This study addresses the severely ill-posed inverse problem and noise sensitivity inherent in multi-component T2 relaxation distribution estimation from low signal-to-noise ratio pancreatic MRI. To this end, the work introduces inference-time guided sampling into T2 quantitative imaging for the first time, constructing a physics-informed neural network based on the P2T2 architecture. By integrating non-negative least squares regularization with a bootstrap ensemble strategy, the method transforms deterministic predictions into probabilistic ensemble outputs, effectively modeling the distributional characteristics of input signals. The proposed approach significantly enhances estimation robustness and physiological plausibility, achieving the lowest Wasserstein distance across repeated scans and substantially outperforming conventional NNLS and deterministic deep learning methods in distinguishing type 1 diabetes patients from healthy subjects.

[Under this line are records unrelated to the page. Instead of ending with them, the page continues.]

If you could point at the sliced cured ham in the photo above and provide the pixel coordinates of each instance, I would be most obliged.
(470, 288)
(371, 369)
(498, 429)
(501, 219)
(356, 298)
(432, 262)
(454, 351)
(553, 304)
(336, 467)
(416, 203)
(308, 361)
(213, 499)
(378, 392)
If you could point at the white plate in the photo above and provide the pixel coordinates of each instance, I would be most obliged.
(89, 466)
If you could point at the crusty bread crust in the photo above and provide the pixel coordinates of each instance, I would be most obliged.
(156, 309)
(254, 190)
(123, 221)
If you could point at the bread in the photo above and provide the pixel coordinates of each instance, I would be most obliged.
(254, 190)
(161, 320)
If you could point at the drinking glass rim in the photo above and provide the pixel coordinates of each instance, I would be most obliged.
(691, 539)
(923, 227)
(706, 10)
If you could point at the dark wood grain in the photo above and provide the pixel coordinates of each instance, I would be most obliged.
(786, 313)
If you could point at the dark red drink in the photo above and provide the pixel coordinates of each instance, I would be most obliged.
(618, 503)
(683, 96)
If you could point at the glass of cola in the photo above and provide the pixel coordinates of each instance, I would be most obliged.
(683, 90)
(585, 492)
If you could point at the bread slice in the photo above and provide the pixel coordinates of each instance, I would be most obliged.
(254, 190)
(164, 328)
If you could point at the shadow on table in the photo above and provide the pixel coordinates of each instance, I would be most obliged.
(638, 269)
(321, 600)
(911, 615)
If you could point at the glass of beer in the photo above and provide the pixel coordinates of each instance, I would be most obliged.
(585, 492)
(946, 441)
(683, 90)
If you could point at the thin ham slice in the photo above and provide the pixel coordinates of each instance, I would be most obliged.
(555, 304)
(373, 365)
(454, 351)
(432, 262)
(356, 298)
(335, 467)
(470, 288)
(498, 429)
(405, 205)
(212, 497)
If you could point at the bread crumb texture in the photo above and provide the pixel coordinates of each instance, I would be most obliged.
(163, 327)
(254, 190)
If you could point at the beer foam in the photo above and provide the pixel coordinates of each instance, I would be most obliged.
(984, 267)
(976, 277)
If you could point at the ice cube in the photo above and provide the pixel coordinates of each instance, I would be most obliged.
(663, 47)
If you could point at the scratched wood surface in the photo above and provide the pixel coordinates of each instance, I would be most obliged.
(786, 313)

Estimating multi-component T2 relaxation distributions from Multi-Echo Spin Echo (MESE) MRI is a severely ill-posed inverse problem, traditionally solved using regularized non-negative least squares (NNLS). In abdominal imaging, particularly the pancreas, low SNR and residual uncorrelated noise challenge classical solvers and deterministic deep learning models. We introduce a bootstrap-based inference framework for robust distributional T2 estimation that performs stochastic resampling of the echo train and aggregates predictions across multiple subsets. This treats the acquisition as a distribution rather than a fixed input, yielding variance-reduced, physically consistent estimates and converting deterministic relaxometry networks into probabilistic ensemble predictors. Applied to the P2T2 architecture, our method uses inference-time bootstrapping to smooth noise artifacts and enhance fidelity to the underlying relaxation distribution. Noninvasive pancreatic evaluation is limited by location and biopsy risks, highlighting the need for biomarkers capable of capturing early pathophysiological changes. In type 1 diabetes (T1DM), progressive beta-cell destruction begins years before overt hyperglycemia, yet current imaging cannot assess early islet decline. We evaluate clinical utility via a test-retest reproducibility study (N=7) and a T1DM versus healthy differentiation task (N=8). Our approach achieves the lowest Wasserstein distances across repeated scans and superior sensitivity to physiology-driven shifts in the relaxation-time distribution, outperforming NNLS and deterministic deep learning baselines. These results establish inference-time bootstrapping as an effective enhancement for quantitative T2 relaxometry in low-SNR abdominal imaging.